The company warns of a wider loss on lower revenue. Final numbers are due at the end of the month. Scott McNealy must be glad he's out golfing.

In June 2005, long before most people ever heard of subprime, LIBOR, or credit default swaps, Sun Microsystems thought it was a grand idea to buy StorageTek for the princely sum of $4.1 billion. At the time, the thinking at Sun was to become more of a one-stop shop for its corporate clientele. On paper, at least, it sounded like a plausible idea.

But that was a veritable eternity ago. With the market's sudden meltdown in the last month, corporate spending--at least on Sun's products and service--has been hit especially hard. So it was that Sun warned this afternoon of a wider loss on lower revenue. The company said that it's going to lose 25 cents to 35 cents a share.

That figure includes a $60 million restructuring charge but not the potential goodwill impairment.

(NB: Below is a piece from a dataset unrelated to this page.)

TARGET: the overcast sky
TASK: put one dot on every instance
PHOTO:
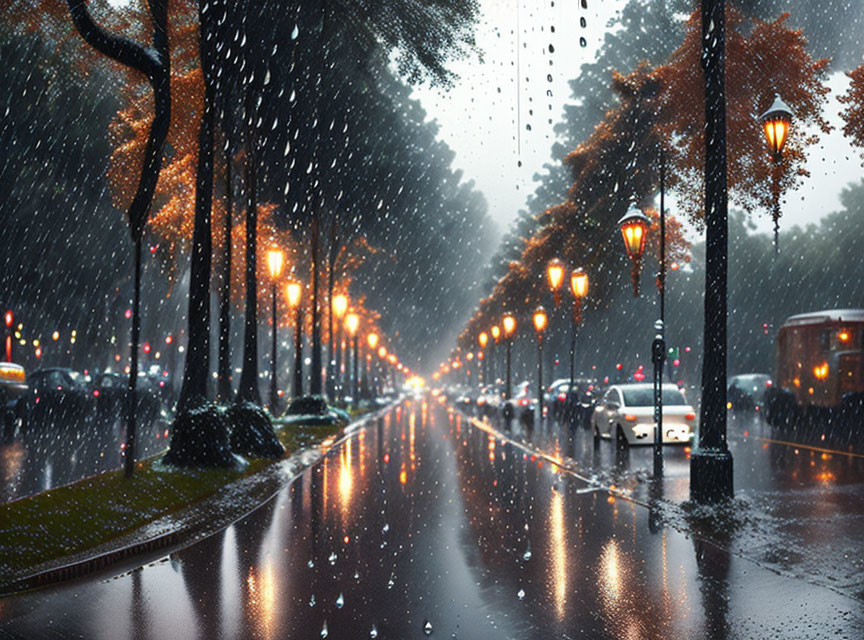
(485, 124)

Sales are expected to come in between $2.95 billion to $3.05 billion, as compared to $3.21 billion for the first quarter of fiscal 2008.

What really stands out in the warning is the paragraph devoted to a discussion of what largely was the StorageTek business. To wit:

Based on a combination of factors, including the current economic environment, Sun's operating results, and a sustained decline in Sun's market valuation, the company has concluded that it is likely that the fair value of one or more of its reporting units has been reduced below its carrying value. As a result, Sun is currently conducting an interim goodwill impairment analysis to determine the required amount of the non-cash impairment charge, if any. As of September 28, 2008, prior to the impact of this potential non-cash impairment charge, Sun's total goodwill balance was $3.2 billion of which $1.8 billion relates to reporting units that may be impaired.

Sun also paid about $1 billion to buy MySQL in January. A spokeswoman said Sun will publish final numbers on October 30, when the company holds its quarterly earnings call.

At the time of the StorageTek acquisition, a Forrester analyst by the name of Frank Gillett had this to say:

"Buying a company that is primarily tape technology today doesn't look like an exciting play for a forward-thinking company like Sun....It appears like they have some strategic stuff in mind in the long run, but I don't think that this acquisition is being justified on yet-to-be-announced technology. In the short run (the logic) is an open question."

Pretty prescient.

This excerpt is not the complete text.